こっちのUSB基板はmicroUSB端子から内蔵電池へ充電はできるものの、内蔵電池・単三電池ともにUSB Type-A端子から外部USB機器への充電は1分も持たずに勝手に終了してしまう状態だったものだ。
基板同士を接続するハーネスが内部断線していたものが偶然にも接続されたのか、それとも電源基板の電池ボックスとの配線をハンダ付けした際に何か影響があったか…のところ正常稼働しているようだ。(ということは何かの拍子に使えなくなることも考えられる)

こうして2台の手回し充電ラジオはどちらもmicroUSB端子から内蔵電池へ充電できるようになった。
遊びで貼りつけている蓄光テープも良い感じに光る。(画像は強力なハンドライトで蓄光させた状態、これが1分程度続いて明るさが落ちていく)
ICF-B08のソフトライトにも蓄光テープを敷き詰めて光るようにした。
真っ暗な部屋の中でソフトライトを消すと数分間は相当な明るさで蓄光された光を放ってくれ、5分もするとぼんやりと光る程度になる。

百円均一ショップの蓄光テープは2時間か3時間程度で光を失ってしまうものもあるが、ルミノーバテープは5時間から6時間は光が持続してくれるという根本特殊化学の素晴らしい蓄光テープ。
手元を照らす目的ではなく、暗闇の中で「そこに手回し充電ラジオがある」ことが即座にわかる便利さが目的だ。
ICF-B08/09/88/99のスイッチ類は勝手に動くので賛否両論あるが、程よく飛び出しているので暗闇の中でも手探りで操作する事が出来る。
個人的にはこの手探りで操作できるUIはソニーらしくもあり、また、キャンプなどで真っ暗闇を経験していると非常に有り難いデザインと思っている。

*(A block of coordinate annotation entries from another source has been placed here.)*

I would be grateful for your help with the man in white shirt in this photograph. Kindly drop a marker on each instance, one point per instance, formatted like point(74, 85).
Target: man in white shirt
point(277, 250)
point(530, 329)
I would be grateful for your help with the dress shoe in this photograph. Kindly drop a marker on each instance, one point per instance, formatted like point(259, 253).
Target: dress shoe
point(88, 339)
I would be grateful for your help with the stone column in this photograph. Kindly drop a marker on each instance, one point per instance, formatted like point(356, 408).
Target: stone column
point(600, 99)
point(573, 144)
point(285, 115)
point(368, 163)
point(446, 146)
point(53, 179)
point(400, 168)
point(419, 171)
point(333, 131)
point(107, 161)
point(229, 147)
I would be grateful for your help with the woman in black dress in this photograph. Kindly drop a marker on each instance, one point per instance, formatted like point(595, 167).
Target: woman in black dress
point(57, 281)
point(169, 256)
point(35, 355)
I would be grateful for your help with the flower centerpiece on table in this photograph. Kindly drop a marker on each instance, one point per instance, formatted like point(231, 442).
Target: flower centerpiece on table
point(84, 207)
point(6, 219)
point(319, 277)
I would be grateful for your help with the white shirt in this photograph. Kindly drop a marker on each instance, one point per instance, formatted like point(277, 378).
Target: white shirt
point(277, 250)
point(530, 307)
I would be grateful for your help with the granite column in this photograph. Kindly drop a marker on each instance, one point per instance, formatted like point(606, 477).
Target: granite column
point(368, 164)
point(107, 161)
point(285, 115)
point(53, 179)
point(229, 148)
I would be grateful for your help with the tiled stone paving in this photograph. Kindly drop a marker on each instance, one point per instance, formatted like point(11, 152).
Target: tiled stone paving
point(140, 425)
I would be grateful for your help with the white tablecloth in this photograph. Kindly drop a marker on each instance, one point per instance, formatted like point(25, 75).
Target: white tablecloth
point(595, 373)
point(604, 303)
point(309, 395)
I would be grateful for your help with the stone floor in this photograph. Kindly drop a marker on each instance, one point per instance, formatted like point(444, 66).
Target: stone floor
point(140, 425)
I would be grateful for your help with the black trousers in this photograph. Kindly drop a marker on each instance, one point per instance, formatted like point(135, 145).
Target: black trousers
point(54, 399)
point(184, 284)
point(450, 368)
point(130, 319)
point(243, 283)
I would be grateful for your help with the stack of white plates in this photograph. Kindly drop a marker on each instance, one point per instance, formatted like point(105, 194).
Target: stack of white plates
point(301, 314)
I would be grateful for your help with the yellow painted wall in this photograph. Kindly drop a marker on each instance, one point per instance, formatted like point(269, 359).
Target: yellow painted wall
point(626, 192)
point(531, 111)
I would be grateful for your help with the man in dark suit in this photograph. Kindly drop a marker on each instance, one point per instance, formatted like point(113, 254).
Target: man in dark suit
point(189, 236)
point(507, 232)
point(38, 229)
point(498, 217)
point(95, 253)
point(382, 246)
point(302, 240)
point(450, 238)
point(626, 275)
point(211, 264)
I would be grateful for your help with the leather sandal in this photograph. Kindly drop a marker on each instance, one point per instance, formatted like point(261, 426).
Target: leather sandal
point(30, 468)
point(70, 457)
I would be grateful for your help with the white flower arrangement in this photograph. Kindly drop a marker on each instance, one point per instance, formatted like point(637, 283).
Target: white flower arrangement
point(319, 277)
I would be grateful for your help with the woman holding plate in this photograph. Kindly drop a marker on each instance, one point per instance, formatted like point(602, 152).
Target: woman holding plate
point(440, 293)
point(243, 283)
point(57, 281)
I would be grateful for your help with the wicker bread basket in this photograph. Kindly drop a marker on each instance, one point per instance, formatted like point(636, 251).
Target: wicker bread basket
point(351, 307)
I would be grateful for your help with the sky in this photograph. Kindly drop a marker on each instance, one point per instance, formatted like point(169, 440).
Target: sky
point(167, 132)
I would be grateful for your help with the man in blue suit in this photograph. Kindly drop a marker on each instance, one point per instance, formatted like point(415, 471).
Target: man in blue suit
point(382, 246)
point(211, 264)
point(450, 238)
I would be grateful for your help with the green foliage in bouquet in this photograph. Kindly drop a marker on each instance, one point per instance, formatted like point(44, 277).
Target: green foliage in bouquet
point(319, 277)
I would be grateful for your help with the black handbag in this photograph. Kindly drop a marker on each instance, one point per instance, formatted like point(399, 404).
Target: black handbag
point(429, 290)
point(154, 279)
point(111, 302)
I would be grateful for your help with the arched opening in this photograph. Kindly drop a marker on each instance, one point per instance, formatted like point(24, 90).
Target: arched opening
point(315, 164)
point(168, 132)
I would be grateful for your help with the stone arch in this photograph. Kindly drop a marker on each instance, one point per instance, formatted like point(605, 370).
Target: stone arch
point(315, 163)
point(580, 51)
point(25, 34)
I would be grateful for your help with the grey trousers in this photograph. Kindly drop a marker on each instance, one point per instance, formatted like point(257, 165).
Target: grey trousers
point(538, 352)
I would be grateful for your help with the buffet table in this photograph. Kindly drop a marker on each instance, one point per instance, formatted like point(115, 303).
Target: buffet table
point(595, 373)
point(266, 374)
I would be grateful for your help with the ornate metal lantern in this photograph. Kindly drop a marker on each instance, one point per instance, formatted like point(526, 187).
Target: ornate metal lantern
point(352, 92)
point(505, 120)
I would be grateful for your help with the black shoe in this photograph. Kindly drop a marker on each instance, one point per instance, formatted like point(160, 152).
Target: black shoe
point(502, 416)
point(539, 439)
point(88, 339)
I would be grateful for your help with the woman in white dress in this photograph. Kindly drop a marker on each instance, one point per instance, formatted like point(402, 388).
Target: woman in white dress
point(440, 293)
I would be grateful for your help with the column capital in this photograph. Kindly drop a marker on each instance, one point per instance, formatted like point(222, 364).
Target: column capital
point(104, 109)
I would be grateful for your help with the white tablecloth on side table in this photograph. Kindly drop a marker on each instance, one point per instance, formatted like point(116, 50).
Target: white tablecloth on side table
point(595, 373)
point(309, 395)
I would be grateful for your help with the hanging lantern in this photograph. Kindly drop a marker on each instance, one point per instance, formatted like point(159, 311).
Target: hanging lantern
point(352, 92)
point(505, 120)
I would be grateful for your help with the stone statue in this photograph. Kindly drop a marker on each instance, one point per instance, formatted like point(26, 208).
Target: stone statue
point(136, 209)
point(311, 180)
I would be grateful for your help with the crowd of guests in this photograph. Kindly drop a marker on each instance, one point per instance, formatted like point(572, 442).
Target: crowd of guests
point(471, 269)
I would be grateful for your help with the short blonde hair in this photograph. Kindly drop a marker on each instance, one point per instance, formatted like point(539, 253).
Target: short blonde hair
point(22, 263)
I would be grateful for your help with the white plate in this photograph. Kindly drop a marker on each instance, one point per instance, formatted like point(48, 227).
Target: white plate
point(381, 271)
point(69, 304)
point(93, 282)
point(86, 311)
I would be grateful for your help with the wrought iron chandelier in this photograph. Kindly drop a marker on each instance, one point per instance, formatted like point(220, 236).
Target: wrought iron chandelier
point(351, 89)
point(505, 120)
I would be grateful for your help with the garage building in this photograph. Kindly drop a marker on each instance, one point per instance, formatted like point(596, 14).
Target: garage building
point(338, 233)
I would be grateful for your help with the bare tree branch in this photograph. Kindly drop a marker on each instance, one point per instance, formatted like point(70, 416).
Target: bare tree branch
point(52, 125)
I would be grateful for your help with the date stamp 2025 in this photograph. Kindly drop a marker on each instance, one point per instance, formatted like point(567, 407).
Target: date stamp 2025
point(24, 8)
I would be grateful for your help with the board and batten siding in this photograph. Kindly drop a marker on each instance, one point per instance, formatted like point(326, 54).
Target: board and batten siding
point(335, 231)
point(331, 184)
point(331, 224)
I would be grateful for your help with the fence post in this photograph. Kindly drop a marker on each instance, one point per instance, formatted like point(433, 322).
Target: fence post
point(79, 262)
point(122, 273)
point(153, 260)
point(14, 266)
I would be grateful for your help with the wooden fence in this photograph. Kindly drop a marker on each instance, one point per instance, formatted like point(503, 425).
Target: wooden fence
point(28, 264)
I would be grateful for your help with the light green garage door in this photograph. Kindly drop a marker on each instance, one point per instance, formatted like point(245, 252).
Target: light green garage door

さて、この改造したICF-B08を避難時の道具として使うか…と思うが、実際は使わない。
現在も避難ザックに入っているICF-B09(D)も予備の避難ザックに入っている状態だ。

メインの避難ザックには同じソニーの名刺サイズラジオのICF-R46が入っており、灯りはヘッドランプ、スマホへの充電は5000mA/hのモバイルバッテリーとPowerFilmAA+USBが入っている。
予備の避難ザックには他に7WソーラーパネルのGOALZERO Nomad7+GUIDE10Plus(エネループセット済)も入っている。
都内中心部住まいだと一次避難として一晩から1日程度の避難期間を想定したメインザック(持ち出しやすい)と、予備のザックとして水以外は2日から3日分の装備として分けておくのが妥当と判断した。
1週間規模の場合は自宅も使えない状態に近いので東京の外へ脱出するレベルと考えている。
出番があるとしたら自宅に居ながら1週間以上停電した状態が続くケースかな。

いや、出番は無い方がいい。
日常使いのラジオとしてベッドの横に、ガレージでバイクをメンテナンスする時の娯楽として活躍してくれるだけで十分だ。